Federation of Gay Games officials wrapped up their inspection of Hong Kong in scrutinising the city’s bid to be the next host of the LGBTI sporting event.
They toured potential sporting and cultural venues and met officials, lawmakers and members of the business community, including executive councillor Anna Wu Hung-yuk, equalities chief Alfred Chan Cheung-ming, and youth leader Lau Ming-wai.
Hong Kong is lined up against Washington DC and Guadalajara in Mexico in contesting for the right to host the games after making the final shortlist.
“What we’ve seen in the last four days is the passion of the bid team,” federation site inspector David Killian said. “Normally, it’s [the winning host] based on the venues, the capacity of the bid team to host the games, as well as the passion of the bid team. That is very important.”
The fact that the event had never been hosted in Asia was not lost on the bid team.
“The Gay Games has never been hosted in Asia before, so we strongly believe Hong Kong has a very good chance to bring it here,” said Dennis Philipse, co-chairman of the bid.
Among the key backers is the Equal Opportunities Commission (EOC).
“The mission of the Gay Games is entirely consistent with the work of the EOC,” the watchdog’s legal counsel Peter Reading said.
“If the Gay Games comes to Hong Kong, we hope it could transform it from not just being Asia’s world city, but a world city that fully embraces diversity and equality.”
In the autumn, the bid team will head to Paris, host of the 2018 games, to make its last pitch in front of the federation’s delegates, where the winning bidder will be revealed.
Concluding the site visit, anti-gay groups tried to make their opposition heard and attempted to face-off with the site inspectors.
An organisation called Family School SODO Concern Group, headed by Roger Wong Wai-ming, attempted to disrupt the proceedings.
“It is not appropriate for Hong Kong to host,” Wong said, claiming a Post poll showed 80 per cent of people did not want the city to be the 2022 venue. “This is against the will of Hong Kong people. It is a gay parade disguised in a format of games, which I think is not honest with people.”
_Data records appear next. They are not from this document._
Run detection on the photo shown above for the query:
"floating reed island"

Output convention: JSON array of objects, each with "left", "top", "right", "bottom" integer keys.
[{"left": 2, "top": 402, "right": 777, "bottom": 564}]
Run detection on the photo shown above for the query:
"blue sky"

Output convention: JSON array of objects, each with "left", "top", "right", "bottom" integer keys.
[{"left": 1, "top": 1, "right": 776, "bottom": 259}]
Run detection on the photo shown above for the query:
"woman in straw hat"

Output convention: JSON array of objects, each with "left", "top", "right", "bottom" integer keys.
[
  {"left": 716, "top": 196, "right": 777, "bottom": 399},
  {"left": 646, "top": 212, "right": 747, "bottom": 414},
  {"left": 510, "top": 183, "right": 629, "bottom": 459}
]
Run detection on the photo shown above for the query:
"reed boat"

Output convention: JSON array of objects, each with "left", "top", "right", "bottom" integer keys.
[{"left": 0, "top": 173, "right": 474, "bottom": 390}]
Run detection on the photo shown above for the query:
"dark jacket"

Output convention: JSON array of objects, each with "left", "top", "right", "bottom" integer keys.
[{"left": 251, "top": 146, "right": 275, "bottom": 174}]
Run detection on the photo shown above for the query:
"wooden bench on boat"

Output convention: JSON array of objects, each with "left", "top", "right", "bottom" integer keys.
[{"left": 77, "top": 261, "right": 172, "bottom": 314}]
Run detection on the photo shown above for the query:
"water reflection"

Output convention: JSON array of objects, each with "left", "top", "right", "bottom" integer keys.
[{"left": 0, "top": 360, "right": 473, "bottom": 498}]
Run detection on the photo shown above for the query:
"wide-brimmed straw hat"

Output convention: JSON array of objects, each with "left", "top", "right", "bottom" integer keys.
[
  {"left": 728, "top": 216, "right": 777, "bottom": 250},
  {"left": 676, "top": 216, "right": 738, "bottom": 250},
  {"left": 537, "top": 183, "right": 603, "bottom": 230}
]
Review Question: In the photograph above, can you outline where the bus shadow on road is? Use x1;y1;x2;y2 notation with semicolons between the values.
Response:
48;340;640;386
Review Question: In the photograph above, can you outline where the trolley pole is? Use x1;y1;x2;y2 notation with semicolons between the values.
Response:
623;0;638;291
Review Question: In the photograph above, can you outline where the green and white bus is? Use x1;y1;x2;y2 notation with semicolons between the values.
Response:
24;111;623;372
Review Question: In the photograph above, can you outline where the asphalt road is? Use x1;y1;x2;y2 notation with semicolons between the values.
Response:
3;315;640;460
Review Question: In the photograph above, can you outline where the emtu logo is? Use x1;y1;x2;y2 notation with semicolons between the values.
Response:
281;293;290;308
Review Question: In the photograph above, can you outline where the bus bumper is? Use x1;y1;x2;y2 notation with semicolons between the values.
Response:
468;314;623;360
First hosted in San Francisco in 1982, the Gay Games is the largest global sporting and cultural gathering open to all, regardless of ability, age, sexual orientation, race, gender, nationality, political or religious beliefs, ethnic origin or HIV status.
Hong Kong’s bid for the games features 36 events including local favourites trail running and dragon boat racing alongside traditional track and field events. The government, through the Home Affairs Bureau, is providing assistance to the bid team to secure venues for 2022.